"O Clone": temática ainda desconhecida dez anos depois da primeira exibição

"O sucesso da clonagem humana torna concreta e presente a realidade assustadora pintada por Huxley no 'Admirável Mundo Novo', onde ele imagina seres copiados em série, onde ele imagina que de uma única pessoa poderá fazer 96... 96 gêmeos idênticos operando máquinas iguais."
Quis começar esse post sobre o final da novela "O Clone", de Glória Perez, com essa frase levada ao ar em um dos últimos capítulos da trama. Na ocasião, um juiz decidia sobre a paternidade de Léo (Murilo Benício), o clone de Lucas (também Benício). Como explicar a filiação de um clone? Ele é filho dos pais de Lucas ou filho de Deusa, a mãe que o gerou? Esses eram os questionamentos do julgamento que terminou determinando que Leônidas (Reginaldo Faria) e sua esposa já falecida eram os pais do clone Léo. Após uma contestação judicial, Deusa foi reconhecida como a verdadeira mãe, mas Leônidas continuou como pai do clone.
A trama de "O Clone" gira em torno da experiência de Albieri (Juca de Oliveira), um cientista que trabalha com clonagem de bezerros. Vaidoso e sonhando em colher as glórias, Albieri decide clonar Lucas após a morte do irmão gêmeo dele, Diogo. Para isso, usa os óvulos de Deusa, que estava fazendo um tratamento para engravidar em sua clínica de fertilidade. Todos os envolvidos, direta ou indiretamente, desconhecem, no entanto, a experiência de Albieri. O tempo passa, o clone cresce e se desenvolve até cruzar o caminho de Jade (Giovanna Antonelli), uma muçulmana apaixonada por Lucas, mas que, por diversas circunstâncias novelísticas, teve que viver separada dele. Quando encontra Léo, a cópia 20 anos mais nova de Lucas, Jade fica confusa e acaba tendo um romance com ele.
A vida e os costumes dos muçulmanos e as diferenças entre os seus hábitos e o dos brasileiros foi bem representada pela família de Mohammed (Antônio Calloni) e Latifah (Letícia Sabatella), que sofriam para criar seus filhos dentro dos preceitos de Alá numa terra onde as mulher são "espetaculosas e vivem fazendo exposição da figura pelas ruas". Cabia, também, a Áli (Stênio Garcia) mostrar e difundir para o espectador os costumes do povo árabe.

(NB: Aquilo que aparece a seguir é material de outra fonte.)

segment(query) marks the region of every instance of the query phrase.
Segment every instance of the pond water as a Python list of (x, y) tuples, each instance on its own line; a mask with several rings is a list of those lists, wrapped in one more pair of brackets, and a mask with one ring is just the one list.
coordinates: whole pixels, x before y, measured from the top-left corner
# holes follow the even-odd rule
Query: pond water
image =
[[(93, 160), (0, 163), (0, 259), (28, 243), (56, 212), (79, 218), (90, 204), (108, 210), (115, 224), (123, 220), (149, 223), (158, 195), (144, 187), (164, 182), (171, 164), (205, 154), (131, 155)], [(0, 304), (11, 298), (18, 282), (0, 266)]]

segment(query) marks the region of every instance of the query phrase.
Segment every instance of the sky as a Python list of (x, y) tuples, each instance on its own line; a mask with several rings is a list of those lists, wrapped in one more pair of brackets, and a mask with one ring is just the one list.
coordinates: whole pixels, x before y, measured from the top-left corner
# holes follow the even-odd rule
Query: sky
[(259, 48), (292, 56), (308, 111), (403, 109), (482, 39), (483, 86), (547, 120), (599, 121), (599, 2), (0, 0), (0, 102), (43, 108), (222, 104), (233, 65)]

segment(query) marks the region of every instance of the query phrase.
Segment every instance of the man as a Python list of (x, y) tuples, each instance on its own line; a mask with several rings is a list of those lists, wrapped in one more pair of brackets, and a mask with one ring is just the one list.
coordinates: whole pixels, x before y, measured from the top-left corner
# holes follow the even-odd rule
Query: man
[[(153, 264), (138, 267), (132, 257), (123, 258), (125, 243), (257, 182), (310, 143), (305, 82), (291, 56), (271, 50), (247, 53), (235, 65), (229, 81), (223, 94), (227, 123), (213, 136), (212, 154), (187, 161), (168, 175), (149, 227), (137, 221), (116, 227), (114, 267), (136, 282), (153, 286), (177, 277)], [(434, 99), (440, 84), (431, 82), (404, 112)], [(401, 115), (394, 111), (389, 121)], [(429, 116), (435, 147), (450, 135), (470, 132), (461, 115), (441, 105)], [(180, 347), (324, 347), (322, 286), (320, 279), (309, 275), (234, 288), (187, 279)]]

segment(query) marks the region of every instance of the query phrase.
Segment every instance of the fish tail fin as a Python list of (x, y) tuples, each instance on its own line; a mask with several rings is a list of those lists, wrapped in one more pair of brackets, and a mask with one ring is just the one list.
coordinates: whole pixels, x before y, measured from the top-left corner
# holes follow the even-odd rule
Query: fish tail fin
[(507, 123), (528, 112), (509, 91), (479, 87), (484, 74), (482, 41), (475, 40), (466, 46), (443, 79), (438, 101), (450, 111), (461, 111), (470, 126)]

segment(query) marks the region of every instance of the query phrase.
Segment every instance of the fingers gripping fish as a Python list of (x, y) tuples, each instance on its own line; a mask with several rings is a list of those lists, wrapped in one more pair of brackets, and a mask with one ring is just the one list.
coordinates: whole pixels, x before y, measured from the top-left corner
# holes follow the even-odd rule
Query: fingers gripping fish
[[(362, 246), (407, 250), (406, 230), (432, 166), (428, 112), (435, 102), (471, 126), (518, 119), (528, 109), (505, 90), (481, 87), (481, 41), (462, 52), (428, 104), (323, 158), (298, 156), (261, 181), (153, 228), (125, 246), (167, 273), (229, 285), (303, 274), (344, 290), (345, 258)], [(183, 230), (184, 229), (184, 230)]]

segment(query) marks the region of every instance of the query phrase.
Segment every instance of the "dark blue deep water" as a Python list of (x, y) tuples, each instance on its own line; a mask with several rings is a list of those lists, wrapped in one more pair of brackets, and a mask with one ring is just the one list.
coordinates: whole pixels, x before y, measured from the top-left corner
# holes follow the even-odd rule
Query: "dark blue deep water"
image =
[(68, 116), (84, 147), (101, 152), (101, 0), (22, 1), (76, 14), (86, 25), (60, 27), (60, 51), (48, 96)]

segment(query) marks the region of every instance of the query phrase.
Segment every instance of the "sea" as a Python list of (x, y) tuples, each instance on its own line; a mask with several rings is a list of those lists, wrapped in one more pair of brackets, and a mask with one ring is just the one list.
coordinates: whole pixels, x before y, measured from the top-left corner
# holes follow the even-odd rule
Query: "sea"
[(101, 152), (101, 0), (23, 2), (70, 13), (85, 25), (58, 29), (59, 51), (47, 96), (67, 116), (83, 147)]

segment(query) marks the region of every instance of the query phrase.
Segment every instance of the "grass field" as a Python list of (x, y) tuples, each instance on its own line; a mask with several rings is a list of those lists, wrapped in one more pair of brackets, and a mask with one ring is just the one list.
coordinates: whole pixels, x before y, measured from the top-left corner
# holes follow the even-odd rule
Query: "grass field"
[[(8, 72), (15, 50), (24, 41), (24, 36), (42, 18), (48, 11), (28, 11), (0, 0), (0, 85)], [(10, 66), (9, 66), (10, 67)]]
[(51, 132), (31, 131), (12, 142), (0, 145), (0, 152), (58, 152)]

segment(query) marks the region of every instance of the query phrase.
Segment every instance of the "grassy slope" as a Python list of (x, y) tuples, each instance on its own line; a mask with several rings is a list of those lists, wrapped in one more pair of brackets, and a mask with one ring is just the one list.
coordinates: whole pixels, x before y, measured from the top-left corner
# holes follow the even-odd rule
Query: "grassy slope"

A trama sobre as drogas também chamou atenção em "O Clone". Mel (Débora Falabella) era uma jovem de família rica que se envolve com drogas e tem a vida virada do avesso. Os personagens Nando (Thiago Fragoso) e Lobato (Osmar Prado) também mostraram como a vida de uma pessoa pode ser afetada por causa das drogas. A inserção de depoimentos reais entre as cenas dos personagens ajudou a tornar o assunto mais atual e palpável, mostrando que o problema pode acontecer com qualquer pessoa.
O mérito maior de "O Clone" é, no entanto, conseguir transformar um assunto mais "elitizado" em popular, sendo inserido em uma trama de novela. Isso pôde fazer com que as questões morais e éticas sobre a clonagem pudessem ser debatidas por pessoas comuns. Afinal, que implicações podem existir no nascimento de um clone? É direito de um homem poder criar uma vida ou isso cabe a Deus? Um clone tem alma ou só quem pode criá-la é Deus? Todas essas e muitas outras questões sobre clonagem foram debatidas na novela sem que, no entanto, a obra se tornasse culta demais e de difícil assimilação do público em geral.
No último capítulo, o cientista Albieri é denunciado ao Conselho de Ética de Medicina e fica desesperado com a repercussão que sua experiência tomou. Não sabendo se ia ser crucificado ou endeusado, Albieri decide sumir. Léo, o clone, também sofria por não saber qual era sua real identidade e qual era seu lugar no mundo. No fim, criador e criatura desaparecem por entre as areias do deserto do Marrocos. Áli, que narra o fim dos personagens, diz: "Albieri é um Deus que não sabe o que fazer com sua criatura".
Hoje, dez anos depois da primeira exibição da novela, a clonagem ainda é um assunto novo e desconhecido para as pessoas, Mas, o debate que "O Clone" gerou foi válido para que todos possamos refletir sobre o tema. Termino com uma frase também dita em um dos últimos capítulos da trama e que mostra como o assunto ainda é uma incógnita para todos: "A clonagem humana ainda é um desafio para a humanidade, porque ainda desconhecemos suas consequências para o clone e para a sociedade". Será que já existe um clone por aí?